Kihara's step-five language was on the record on June 17. Six trading days have passed. USD/JPY has cleared 161 and 162 on named catalysts. Step-six has not come. There are three readable explanations for the silence.
- The MoF has changed its reaction function. The formal review of FX reserves announced the day after 161 broke was, on this reading, the first step toward a new intervention framework rather than an escalation of the existing one. The review names the operational deployable slice (see the FX reserves piece). A framework rewrite takes weeks, not days, and the MoF may be uninterested in verbal intervention while operational intervention capacity is being reassessed.
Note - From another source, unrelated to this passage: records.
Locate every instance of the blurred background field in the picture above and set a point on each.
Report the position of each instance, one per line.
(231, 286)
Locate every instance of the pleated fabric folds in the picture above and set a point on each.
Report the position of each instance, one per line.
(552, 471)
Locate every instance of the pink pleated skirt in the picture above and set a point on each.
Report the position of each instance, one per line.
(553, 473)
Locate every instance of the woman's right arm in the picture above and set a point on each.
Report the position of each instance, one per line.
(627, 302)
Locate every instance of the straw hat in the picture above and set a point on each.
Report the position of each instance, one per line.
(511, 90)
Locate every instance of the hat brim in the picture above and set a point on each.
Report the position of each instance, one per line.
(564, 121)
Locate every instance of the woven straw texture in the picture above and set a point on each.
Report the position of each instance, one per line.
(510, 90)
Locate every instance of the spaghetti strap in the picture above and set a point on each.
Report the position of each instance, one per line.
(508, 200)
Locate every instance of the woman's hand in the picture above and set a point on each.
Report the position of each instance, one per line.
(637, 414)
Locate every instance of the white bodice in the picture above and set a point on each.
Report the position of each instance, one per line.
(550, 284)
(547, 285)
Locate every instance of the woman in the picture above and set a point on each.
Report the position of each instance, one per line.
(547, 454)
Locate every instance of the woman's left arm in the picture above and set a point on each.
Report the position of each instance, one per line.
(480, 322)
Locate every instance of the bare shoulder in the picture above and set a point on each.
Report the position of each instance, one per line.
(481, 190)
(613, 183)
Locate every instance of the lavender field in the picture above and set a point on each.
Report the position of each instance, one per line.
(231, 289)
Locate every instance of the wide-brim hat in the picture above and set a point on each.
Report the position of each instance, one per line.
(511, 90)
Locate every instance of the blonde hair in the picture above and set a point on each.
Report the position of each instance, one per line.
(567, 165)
- The trigger is a rate, not a spot level. The 2022 intervention was defended as reacting to speed of move, not level. The 2024 intervention was defended as reacting to a speculative overhang identified in options positioning. Neither condition may be triggered by the current tape, which has been grinding rather than gapping.
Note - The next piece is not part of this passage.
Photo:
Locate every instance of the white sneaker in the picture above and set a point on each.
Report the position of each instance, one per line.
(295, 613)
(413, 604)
- The desk has been asked to hold fire until the July 30-31 BoJ meeting. A coordinated verbal signal from the BoJ side about the next rate move would let the MoF hold its intervention powder. The BoJ Summary of Opinions due tomorrow (Wednesday July 1) is the first read on whether that coordination is in place.
We do not know which reading is correct. The tape does not disambiguate; positioning does not disambiguate; the price action alone is consistent with all three. The Wednesday SoO and the Wednesday Tankan are the two data points that will start to.
Gold added a leg lower
Gold closed at $4035, extending yesterday's break of 4,000. The three drivers we walked through in the paired reference (positioning unwind, real-yield path, premium leakage) are all still pulling the same direction. Tuesday's move is not new information about gold. It is the same trade extending. The next reversal test is a session where nominal yields fall and gold does not follow lower.
Brent held at $71.25 with no daily change. The Iran-de-escalation flow that produced last week's collapse has stopped compressing the geopolitical premium. Base demand pressure is intact.
The week to watch
- BoJ Summary of Opinions (Wed). Hawkish dissent prints a yen bid. Consensus assumes zero mention of intervention coordination.
- Tankan Q2 (Wed). Large manufacturers DI is the headline; small non-manufacturers DI reads on consumption.
- US ISM Manufacturing (Tue) already prints on Wednesday (7am release). A firm ISM extends the data-not-dots call and gives yields another leg to work with.
- NFP (Thu). Consensus 145k against a whisper near 175k. The May refutation remains the cautionary tale.
The trade through Friday is whether the SoO shows any intervention-coordination language and whether NFP prints inside the SEP-implied range. If both go through cleanly, the tape holds. If either surprises, the coiled positioning in yen-adjacent trades has real room to move.